As a means of studying the sensory characteristics of these different pathways we studied sensations evoked by stimulation at µA currents delivered in trains of different numbers of pulses and frequencies. Sites where cool and some pain sensations (cool and pain sites) were evoked had thresholds at < 7 pulses suggesting that post-inhibitory burst firing found in evoked thalamic may influence the psychophysics of pain. The sensation of pain was independent of # of pulses and frequencies at some (labelled) pain sites and progressed from tactile to pain with increasing pulses and frequency at other (unlabelled) pain sites. 
These studies also demonstrate that discrete thalamic psychophysical structures segregate all mechanical and thermal modalities, consistent with anatomic studies of the monkey somatic sensory thalamus. The results provide strong psychophysical evidence for discrete anatomic structures that are responsible for modality- and place-specific segregation and intensity coding of somatic sensation in pathways through the thalamus of awake humans, suggesting the mechanism of cortical specificity for thermal and pain sensation. 
Pathways arising from nociceptors simultaneously evoke potentials evoked by a cutaneous laser (LEP) from the cortical surface of anterior cingulate (ACC), Parasylvian (PS), and Primary Sensory Cortex (S1). In PS, the presence of generators is demonstrated by local polarity reversals and by source analysis in the medial, superior, dorsal aspect of the parietal operculum. In SI, there is a deep or tangential generator in SI, perhaps in Brodmann’s area 3a or 3b.
Activity in all three cortical areas is mediated by attention directed toward the painful stimuli. Significant synchrony or functional connectivity is found between SI and PS in anticipation of acute pain but rapidly switches to connectivity between SI and ACC when the patient responds to (counts) the painful stimuli. In total these results demonstrate the presence of of labeled and nonlabelled pathways which effect non-linear transmission of somatic signals to the cortex which are modulated by attention and are connected through rapidly switching, task specific networks.

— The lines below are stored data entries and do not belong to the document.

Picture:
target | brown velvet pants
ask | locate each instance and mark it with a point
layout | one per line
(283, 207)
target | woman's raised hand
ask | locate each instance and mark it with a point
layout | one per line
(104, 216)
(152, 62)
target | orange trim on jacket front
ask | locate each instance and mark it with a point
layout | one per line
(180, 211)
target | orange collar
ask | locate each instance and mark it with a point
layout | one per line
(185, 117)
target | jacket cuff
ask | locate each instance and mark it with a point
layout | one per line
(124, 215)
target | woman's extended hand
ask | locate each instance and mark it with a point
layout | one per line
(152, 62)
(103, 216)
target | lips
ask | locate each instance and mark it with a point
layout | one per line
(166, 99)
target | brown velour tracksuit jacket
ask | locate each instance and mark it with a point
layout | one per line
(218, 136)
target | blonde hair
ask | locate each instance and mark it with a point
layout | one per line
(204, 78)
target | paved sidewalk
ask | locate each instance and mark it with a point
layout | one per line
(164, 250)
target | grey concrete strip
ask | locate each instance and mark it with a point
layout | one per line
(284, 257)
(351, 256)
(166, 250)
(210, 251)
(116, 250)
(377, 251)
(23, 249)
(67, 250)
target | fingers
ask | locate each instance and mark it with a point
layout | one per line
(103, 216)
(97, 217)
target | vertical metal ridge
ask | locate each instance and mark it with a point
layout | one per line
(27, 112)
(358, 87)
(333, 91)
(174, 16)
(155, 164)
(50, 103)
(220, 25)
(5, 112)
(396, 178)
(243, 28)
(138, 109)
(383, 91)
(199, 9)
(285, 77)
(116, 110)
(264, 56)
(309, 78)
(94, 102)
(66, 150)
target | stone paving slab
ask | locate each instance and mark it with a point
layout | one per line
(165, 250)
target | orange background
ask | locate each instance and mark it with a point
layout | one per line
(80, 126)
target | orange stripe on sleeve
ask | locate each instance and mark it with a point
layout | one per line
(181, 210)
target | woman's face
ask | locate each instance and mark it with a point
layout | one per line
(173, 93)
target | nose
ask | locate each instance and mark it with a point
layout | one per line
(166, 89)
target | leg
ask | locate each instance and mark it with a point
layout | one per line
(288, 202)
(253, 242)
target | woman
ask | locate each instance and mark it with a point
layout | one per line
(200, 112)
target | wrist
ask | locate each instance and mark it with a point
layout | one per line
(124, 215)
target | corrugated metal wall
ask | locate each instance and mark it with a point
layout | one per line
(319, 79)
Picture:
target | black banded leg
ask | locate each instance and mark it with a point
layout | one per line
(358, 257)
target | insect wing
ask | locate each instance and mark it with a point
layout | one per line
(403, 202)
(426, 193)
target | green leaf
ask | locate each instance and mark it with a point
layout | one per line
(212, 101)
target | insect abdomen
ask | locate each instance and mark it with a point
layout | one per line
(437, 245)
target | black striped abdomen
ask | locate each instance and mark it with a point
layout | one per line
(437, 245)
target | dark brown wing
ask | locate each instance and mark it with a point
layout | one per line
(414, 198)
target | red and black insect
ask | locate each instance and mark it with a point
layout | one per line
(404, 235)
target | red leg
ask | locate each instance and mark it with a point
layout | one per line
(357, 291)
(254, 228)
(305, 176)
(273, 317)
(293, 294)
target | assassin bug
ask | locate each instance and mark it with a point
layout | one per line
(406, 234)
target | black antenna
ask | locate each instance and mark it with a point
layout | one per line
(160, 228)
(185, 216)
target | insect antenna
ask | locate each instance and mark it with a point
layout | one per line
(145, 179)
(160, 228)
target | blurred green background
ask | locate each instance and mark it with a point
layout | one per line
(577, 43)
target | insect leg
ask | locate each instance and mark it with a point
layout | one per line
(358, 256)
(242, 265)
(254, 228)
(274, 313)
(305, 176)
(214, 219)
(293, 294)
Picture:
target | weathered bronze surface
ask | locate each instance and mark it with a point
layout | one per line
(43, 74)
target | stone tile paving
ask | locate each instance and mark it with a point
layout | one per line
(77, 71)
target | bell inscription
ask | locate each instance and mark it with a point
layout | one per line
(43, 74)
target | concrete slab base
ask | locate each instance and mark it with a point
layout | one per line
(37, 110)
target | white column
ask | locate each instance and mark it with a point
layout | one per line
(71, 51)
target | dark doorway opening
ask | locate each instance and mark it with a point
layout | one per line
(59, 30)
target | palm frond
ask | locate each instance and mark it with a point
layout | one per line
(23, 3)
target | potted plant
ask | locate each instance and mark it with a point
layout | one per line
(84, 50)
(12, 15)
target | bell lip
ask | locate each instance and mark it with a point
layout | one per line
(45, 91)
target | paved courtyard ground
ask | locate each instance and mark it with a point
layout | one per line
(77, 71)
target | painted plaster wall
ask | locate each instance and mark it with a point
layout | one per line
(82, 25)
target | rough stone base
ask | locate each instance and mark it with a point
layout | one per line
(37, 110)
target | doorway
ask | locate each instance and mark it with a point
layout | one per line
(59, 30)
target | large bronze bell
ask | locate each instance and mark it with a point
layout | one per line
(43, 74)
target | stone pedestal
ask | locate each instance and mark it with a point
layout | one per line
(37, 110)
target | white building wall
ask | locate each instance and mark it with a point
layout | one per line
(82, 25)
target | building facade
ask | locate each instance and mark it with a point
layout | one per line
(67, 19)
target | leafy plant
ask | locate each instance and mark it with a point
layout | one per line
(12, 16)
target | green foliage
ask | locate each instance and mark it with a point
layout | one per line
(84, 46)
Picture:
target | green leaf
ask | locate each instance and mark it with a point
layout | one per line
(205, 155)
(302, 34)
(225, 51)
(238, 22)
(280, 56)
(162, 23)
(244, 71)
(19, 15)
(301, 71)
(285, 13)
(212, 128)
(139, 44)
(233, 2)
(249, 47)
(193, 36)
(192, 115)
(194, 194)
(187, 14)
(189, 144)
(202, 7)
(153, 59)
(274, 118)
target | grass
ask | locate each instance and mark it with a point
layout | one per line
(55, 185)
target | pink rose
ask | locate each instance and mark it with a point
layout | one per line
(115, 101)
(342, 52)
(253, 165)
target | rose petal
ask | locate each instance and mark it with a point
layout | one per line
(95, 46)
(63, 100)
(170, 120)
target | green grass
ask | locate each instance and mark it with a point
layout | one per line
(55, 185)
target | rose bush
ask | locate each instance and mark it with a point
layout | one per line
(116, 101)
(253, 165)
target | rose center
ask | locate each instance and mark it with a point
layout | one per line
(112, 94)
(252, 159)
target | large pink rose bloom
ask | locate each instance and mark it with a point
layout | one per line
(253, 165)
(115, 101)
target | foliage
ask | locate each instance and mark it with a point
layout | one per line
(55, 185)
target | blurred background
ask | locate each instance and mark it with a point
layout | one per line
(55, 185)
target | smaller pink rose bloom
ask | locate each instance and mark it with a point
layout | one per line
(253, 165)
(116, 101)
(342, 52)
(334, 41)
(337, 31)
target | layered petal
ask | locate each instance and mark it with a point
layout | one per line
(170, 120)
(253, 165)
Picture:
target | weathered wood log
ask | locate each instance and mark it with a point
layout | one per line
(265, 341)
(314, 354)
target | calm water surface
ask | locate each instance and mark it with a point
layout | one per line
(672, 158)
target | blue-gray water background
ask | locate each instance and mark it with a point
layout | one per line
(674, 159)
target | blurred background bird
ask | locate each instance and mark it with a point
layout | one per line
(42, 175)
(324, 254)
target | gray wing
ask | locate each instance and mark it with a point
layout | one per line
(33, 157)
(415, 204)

Support from NIH RO1 NS38493 and NS40059.
Studies of attention directed to the laser stimulus have demonstrated a highly significant increase in LEP amplitude (N2 and P2) in SI, PS, and ACC, and emergence of a late positive component (350ms – LP) over the caudal ACC and BA6 (Appendix 7, Fig. 3, pp 47). Additionally, the attention evoked by novel stimuli (oddball paradigm) (Appendix 6, Fig. 4, pp 51) led to a late positive potential (P300), unlike the P2 or LP, over the medial temporal lobe, and perhaps a source for attention evoked by novelty.

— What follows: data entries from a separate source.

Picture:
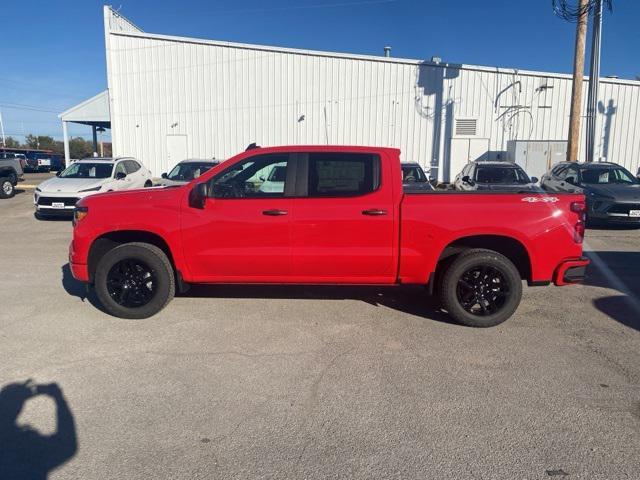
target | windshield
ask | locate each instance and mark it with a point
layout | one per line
(413, 173)
(599, 176)
(185, 172)
(88, 170)
(497, 174)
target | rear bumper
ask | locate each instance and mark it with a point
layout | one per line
(571, 271)
(79, 271)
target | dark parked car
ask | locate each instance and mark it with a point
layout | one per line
(612, 192)
(414, 178)
(497, 176)
(186, 170)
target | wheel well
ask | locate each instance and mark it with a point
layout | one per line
(507, 246)
(110, 240)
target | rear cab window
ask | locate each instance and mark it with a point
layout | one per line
(342, 174)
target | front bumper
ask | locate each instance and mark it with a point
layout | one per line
(80, 271)
(57, 204)
(571, 271)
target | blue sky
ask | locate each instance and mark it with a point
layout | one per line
(53, 52)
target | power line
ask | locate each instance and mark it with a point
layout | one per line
(34, 108)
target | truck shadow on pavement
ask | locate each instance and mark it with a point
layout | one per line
(25, 453)
(411, 300)
(619, 271)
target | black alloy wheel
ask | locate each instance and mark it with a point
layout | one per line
(480, 288)
(131, 283)
(134, 280)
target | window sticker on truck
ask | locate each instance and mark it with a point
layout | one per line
(540, 199)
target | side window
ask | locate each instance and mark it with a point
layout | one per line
(131, 166)
(561, 172)
(120, 168)
(571, 175)
(343, 174)
(256, 177)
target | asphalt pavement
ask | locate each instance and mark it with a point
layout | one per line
(309, 382)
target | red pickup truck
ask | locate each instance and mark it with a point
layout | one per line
(325, 215)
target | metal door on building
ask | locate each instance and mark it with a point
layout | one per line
(176, 150)
(465, 150)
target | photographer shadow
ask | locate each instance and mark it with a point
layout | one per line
(25, 453)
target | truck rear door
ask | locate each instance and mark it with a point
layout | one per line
(343, 226)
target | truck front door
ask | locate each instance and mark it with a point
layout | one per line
(243, 233)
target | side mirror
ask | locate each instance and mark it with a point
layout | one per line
(198, 195)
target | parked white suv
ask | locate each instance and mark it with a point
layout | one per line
(58, 195)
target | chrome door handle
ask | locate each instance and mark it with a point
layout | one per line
(274, 212)
(375, 212)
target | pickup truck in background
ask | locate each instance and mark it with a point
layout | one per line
(340, 216)
(11, 172)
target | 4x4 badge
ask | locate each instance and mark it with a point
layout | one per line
(540, 199)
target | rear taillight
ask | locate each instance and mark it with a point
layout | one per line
(581, 209)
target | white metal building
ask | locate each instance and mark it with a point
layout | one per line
(174, 97)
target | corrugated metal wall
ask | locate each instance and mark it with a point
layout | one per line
(225, 96)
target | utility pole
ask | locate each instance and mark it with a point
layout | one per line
(4, 140)
(573, 148)
(594, 81)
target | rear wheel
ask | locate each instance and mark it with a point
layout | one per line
(481, 288)
(134, 280)
(6, 188)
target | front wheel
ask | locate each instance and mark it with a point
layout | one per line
(481, 288)
(134, 280)
(6, 188)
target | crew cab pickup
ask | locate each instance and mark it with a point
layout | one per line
(339, 217)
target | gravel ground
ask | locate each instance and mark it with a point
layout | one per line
(293, 382)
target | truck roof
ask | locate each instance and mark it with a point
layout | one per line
(323, 148)
(497, 163)
(103, 159)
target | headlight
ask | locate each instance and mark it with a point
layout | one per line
(79, 213)
(600, 196)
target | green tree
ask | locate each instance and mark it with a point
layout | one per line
(40, 142)
(80, 148)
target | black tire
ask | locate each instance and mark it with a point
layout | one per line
(481, 288)
(148, 287)
(6, 188)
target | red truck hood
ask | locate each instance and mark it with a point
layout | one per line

Psychophysical studies of PS lesions suggest that the insula has a specific role in pain tolerance, while the parietal operculum has a specific role in the discriminative dimension of pain – possibly with the mechanical submodality located more posteriorly than the thermal . These findings, including separate P2 loci over perigenual and caudal ACC (Fig.2, pp 46), and the complex generator in SI, suggest that there may be functional elements/LEP generators within ACC, PS and SI.

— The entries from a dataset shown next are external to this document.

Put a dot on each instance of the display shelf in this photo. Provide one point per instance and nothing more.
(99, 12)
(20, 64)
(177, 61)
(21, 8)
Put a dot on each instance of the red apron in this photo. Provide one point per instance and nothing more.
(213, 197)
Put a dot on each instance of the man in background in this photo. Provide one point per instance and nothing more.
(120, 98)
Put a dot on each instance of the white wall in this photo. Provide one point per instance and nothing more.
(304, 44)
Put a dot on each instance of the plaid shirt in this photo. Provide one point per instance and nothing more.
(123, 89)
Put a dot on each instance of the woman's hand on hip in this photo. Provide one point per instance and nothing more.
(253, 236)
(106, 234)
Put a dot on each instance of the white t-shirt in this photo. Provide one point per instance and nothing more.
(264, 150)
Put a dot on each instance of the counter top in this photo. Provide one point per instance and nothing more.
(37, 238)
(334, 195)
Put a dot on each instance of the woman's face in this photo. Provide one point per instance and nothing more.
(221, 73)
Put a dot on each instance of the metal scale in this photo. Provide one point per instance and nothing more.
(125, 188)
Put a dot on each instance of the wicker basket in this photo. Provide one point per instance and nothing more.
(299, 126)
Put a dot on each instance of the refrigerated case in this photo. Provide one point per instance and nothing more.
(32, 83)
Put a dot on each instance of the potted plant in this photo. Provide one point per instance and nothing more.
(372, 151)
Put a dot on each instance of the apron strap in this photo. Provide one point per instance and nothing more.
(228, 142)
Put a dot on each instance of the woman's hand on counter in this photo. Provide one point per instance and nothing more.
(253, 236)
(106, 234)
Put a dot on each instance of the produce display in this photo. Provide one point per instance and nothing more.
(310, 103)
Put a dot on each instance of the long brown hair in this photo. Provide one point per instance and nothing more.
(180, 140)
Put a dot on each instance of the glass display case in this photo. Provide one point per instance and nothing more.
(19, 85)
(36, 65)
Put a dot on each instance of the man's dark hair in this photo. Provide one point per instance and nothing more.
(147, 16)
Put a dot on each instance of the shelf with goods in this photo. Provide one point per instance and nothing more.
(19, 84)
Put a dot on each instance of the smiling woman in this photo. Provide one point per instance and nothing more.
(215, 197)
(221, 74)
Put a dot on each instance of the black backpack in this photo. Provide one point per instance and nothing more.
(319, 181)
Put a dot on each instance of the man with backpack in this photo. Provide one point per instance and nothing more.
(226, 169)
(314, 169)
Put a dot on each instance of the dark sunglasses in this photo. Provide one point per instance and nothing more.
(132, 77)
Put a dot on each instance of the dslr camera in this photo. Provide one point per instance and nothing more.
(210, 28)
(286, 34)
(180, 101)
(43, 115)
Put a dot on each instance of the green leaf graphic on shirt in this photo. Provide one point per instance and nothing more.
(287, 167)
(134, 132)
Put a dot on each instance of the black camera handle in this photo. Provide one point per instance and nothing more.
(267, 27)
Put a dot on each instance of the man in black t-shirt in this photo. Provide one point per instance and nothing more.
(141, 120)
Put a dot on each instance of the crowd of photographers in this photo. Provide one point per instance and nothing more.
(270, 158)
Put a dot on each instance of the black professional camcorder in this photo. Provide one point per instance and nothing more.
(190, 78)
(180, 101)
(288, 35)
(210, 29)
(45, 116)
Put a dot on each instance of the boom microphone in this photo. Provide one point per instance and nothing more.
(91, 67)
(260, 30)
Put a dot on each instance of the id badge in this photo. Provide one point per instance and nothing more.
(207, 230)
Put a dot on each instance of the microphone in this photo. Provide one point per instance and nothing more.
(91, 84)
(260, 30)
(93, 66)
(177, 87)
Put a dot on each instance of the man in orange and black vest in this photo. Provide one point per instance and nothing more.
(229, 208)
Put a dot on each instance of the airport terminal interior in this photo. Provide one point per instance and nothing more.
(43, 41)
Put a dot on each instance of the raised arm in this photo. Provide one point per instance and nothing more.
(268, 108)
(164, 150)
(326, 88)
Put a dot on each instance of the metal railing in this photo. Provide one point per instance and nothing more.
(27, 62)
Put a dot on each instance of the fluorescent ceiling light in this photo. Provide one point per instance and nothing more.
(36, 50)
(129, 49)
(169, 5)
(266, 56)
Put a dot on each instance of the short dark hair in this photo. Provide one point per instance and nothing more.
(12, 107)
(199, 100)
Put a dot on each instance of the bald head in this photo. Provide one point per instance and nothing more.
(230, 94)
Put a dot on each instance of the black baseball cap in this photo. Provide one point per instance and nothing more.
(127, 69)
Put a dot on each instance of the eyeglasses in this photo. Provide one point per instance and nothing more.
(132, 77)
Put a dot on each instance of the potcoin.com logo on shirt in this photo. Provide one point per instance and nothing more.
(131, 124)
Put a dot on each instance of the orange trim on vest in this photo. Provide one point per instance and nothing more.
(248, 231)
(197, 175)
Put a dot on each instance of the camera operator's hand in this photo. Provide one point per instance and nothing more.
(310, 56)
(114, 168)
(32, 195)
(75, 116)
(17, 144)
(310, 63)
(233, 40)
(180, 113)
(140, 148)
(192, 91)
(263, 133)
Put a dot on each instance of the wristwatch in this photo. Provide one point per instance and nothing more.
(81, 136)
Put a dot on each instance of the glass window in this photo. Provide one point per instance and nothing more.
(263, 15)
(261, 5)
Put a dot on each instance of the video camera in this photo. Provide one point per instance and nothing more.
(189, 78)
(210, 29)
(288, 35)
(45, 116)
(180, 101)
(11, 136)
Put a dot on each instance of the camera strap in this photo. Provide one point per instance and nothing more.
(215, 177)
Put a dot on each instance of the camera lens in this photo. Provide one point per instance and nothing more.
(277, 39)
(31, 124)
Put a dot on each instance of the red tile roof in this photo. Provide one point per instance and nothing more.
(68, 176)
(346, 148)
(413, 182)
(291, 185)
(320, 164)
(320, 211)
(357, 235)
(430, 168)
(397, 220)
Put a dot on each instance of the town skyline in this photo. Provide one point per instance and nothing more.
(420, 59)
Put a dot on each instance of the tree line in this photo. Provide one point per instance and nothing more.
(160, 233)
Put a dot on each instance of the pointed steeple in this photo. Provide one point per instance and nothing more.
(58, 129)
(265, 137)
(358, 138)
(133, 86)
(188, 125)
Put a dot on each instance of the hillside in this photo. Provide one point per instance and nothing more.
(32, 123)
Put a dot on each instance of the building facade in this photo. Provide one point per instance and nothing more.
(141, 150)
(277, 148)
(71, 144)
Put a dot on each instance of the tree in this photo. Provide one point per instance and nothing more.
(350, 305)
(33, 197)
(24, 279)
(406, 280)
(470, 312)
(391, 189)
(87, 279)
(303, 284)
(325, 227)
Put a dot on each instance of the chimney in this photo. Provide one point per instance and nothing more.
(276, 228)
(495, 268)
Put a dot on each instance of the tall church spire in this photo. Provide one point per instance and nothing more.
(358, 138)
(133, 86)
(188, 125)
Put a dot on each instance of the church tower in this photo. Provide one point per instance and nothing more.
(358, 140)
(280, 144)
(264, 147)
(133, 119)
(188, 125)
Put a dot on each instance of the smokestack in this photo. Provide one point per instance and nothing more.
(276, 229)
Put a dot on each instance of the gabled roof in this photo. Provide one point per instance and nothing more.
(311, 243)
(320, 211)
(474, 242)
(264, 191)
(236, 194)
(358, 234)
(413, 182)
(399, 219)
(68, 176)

The sensory abnormalities associated with allodynia in central pain have been defined by our recent study using statistical, quantitative sensory testing in post-stroke central pain (Appendix 4). Our results demonstrate that cold and tactile allodynia were more likely to be correlated with the absence rather than the presence of hypoesthesia for cold and tactile modalities, respectively. Tactile/brush and cool sensibility are mostly mediated through the dorsal column and STT pathways, respectively . Microstimulation of human thalamic somatic sensory nucleus ventral caudal and the nuclei behind, respectively, subserving tactile and cool sensibility, evoked pain more commonly in patients with CPSP than in controls . These results demonstrate that CPSP-associated tactile and cold allodynia result from input through spared pathways, the dorsal column system – SI/SII or STT – posterior insula pathways, respectively .  These studies of central pain, of the intensity and tolerance of acute pain, and of inattention to pain demonstrate our ability to use an available, heterogeneous population and arrive at a novel, scientifically significant result.